Our October 2016 maintenance period is now complete. We’ve compute nodes, login nodes and interactive (post-processing) nodes to the RedHat Enterprise Linux 6.7 previously deployed on the TestFlight cluster. This included a large number of bugfix and security patches, a major step forward in the Infiniband layer and recompiled versions of various MPI, scientific libraries and applications in /usr/local. Please do let us know (via email to pace-support@oit.gatech.edu) if you see issues with your jobs.

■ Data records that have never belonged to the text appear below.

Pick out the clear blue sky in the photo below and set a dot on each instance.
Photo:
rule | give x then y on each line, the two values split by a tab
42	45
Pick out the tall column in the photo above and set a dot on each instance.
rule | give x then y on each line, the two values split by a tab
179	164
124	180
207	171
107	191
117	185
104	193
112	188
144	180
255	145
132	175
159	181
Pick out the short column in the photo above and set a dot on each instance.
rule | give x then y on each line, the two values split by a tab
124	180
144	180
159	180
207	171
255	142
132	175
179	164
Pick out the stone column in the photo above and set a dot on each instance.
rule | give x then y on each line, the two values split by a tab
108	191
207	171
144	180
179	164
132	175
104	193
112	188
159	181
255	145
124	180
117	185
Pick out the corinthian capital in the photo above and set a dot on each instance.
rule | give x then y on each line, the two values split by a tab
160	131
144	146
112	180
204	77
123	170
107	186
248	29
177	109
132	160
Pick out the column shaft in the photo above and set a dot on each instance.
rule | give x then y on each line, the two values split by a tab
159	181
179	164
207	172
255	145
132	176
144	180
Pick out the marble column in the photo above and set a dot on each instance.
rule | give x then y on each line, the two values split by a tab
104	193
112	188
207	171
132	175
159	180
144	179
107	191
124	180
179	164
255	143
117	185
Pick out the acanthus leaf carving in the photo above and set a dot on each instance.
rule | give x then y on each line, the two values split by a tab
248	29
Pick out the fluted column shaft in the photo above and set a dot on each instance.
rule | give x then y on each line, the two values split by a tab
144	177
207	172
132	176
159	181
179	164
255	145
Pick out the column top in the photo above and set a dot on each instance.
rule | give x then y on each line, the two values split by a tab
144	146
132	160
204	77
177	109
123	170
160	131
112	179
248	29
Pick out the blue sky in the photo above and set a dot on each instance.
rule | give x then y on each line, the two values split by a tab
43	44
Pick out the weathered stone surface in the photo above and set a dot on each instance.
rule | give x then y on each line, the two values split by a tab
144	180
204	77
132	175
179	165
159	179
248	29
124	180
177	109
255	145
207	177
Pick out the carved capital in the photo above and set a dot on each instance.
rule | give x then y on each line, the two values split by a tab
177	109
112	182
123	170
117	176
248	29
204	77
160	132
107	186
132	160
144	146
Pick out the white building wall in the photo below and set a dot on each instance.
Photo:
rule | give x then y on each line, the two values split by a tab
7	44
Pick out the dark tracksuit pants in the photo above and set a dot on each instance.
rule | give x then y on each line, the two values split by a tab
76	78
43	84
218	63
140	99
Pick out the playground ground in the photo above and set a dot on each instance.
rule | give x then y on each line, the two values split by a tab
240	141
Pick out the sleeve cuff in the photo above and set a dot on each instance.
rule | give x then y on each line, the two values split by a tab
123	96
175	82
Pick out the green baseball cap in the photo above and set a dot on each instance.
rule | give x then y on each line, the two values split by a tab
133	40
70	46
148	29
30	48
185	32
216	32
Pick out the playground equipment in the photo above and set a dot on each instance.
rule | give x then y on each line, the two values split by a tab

We have brought compute nodes online released previously submitted jobs. As usual, we have a number of compute nodes that still need to be brought back online, but we are actively working to make them available asap.
DDN/GPFS work
Hardware repairs to the project directory (~/data) system is complete. Minor repairs to the scratch system will be rescheduled for a future maintenance period. The issue is minor and should not disrupt performance or availability of the scratch system. No user actions are expected.
Networking
The OIT Network Engineering team upgraded the software running on many of our switches to match that which is running elsewhere on campus. This included our firewalls. No user actions are expected.
Electrical work
These problems were a bit more extensive than originally anticipated. With some help from the OIT Operations team, we have a alternate solution in place, and will complete this work at a future maintenance period. No user action is expected.
Bonus objectives
We were able to add capacity to the project directory system, and we now have our first single filesystem that’s greater than a petabyte, coming at about 1.3PB. Maybe that’ll last us a couple of weeks. 😉 Disks for the scratch system have been installed, we will add them into the scratch filesystem shortly. This can be done live without impact to running jobs.